Interns are considered to be an integral member of the professional staff. Thus, you will be involved in the general administrative decision-making process in the agency. Participation in planning workshops and attending various staff meetings are also an administrative element of the internship.
At this time The Counseling Clinic doctoral internship intermittently has the ability to offer supervision experiences to our interns. Advanced students from the Counseling Psychology and School Counseling master's program on campus sometimes request to do a group or individual counseling practicum at our site. In this event, it may be possible for an intern to provide supervised supervision for the practicum student. Interns are provided seminars in order to learn theories and methods of supervision. Interns are expected to articulate a chosen theory of supervision during the internship year and apply this in the context of peer supervision with their group supervision and in case consultation with all staff.

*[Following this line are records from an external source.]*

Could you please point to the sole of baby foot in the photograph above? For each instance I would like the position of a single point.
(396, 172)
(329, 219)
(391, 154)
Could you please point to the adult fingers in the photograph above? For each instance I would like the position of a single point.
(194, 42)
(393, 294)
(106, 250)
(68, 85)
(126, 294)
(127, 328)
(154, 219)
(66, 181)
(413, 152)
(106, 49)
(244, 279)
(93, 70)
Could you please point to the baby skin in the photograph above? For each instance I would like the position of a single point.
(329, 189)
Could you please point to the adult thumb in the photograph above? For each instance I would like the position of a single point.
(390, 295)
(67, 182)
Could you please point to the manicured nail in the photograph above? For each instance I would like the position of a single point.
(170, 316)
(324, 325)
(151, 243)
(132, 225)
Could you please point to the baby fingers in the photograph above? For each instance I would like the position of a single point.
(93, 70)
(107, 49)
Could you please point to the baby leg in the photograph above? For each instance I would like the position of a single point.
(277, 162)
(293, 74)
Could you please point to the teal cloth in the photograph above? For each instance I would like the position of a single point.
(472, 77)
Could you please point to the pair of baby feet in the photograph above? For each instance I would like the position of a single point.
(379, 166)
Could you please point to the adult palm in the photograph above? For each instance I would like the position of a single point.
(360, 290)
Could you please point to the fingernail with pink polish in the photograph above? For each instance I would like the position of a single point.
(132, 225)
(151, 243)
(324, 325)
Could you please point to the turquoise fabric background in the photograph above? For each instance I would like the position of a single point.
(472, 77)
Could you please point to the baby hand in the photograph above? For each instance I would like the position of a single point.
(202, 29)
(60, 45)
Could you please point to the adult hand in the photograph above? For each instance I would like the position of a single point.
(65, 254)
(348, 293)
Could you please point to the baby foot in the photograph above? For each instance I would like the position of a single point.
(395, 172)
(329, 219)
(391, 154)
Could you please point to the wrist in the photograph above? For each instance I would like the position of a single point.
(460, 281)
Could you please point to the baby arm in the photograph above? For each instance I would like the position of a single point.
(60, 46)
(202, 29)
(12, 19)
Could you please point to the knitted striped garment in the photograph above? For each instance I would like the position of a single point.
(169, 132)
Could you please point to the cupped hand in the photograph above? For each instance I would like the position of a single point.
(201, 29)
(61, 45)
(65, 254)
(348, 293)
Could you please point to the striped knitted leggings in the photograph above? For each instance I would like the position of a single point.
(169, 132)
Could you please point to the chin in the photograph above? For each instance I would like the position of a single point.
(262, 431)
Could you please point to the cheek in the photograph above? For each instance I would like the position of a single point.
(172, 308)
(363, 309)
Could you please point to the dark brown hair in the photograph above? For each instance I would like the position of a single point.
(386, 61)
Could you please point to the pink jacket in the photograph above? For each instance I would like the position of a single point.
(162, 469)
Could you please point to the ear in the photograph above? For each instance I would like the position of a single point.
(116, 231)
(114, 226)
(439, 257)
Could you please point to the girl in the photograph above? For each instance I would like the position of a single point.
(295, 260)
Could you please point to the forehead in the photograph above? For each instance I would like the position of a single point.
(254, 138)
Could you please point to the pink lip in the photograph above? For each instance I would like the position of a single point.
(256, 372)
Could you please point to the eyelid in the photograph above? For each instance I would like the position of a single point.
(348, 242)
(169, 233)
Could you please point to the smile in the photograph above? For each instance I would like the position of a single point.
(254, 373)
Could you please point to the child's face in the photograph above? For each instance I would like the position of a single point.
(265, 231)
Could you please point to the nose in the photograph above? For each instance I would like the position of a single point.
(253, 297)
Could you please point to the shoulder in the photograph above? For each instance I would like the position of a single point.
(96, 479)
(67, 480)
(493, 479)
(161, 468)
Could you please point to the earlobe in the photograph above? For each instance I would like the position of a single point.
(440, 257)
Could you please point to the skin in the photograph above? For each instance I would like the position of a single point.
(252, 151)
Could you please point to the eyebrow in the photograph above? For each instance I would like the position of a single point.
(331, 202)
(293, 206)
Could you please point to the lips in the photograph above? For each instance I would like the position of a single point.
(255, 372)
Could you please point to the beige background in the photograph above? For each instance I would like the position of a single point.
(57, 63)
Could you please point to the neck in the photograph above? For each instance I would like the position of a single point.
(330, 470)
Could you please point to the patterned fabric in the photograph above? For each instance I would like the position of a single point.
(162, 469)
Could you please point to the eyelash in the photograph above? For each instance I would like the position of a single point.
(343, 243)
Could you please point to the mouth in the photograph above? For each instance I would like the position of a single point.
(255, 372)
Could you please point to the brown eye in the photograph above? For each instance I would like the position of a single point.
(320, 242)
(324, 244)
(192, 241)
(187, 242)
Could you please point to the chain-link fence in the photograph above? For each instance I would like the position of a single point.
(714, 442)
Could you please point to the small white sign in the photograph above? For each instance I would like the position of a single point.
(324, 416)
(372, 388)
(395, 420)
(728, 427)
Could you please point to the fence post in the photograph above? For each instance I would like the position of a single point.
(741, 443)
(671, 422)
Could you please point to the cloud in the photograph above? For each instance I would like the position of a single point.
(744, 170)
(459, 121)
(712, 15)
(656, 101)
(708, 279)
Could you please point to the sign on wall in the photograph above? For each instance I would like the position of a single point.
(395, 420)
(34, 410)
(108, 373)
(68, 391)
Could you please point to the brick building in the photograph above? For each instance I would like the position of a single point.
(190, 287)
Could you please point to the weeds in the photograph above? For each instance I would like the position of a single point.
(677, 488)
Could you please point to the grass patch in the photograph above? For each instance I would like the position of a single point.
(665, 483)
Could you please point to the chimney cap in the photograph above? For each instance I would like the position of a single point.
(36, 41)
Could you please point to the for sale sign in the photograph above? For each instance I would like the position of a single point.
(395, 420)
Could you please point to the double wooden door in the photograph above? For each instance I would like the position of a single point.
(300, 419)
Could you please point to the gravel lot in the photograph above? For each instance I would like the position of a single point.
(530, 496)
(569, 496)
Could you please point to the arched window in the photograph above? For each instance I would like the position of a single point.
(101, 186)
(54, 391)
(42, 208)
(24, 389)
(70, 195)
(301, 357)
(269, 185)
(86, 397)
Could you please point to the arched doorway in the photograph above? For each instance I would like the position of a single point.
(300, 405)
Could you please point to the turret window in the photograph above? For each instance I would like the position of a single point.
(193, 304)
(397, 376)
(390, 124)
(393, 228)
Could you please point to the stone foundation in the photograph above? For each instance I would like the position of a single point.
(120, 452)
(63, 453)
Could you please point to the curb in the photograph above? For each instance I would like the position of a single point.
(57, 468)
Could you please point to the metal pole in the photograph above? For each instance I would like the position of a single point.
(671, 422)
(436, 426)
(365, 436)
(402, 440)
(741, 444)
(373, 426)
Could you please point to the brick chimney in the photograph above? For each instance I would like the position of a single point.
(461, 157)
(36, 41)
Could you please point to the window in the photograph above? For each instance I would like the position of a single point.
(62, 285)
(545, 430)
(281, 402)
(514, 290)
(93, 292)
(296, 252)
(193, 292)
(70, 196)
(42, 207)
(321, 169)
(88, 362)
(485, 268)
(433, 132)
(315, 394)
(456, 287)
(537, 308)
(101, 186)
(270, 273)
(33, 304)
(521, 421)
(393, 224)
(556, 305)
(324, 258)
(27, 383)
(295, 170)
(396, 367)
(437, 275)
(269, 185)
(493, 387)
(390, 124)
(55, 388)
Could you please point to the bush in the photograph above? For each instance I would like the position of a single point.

During the internship year, interns are expected to exhibit the self-knowledge, attitudes, professional knowledge, and skills for effective and ethical practice. Didactic seminars, supervision, and staff-wide case consultation are forums to learn the ethical, legal, and practice guidelines governing clinical work. Interns are also encouraged to work on their professional development. For example, interns may be encouraged and financially assisted to attend trainings through regional psychological associations. Interns are supported in making the transition from the role of student/intern to that of an entry-level psychologist.
The Counseling Clinic staff value diversity among professional staff, trainees, and students. Our recognition of diversity includes an understanding of aspects of self and identity related to age, disability, ethnicity, gender, religion, social class, and sexual orientation. Issues pertinent to diversity are embedded in all elements of training activities as well as service delivery. Focused training takes place during a series of intern seminars held throughout the internship year. Training seminars are based on APA's Multicultural Counseling Competencies recommendations of increasing competence in the areas of in awareness, knowledge and skills.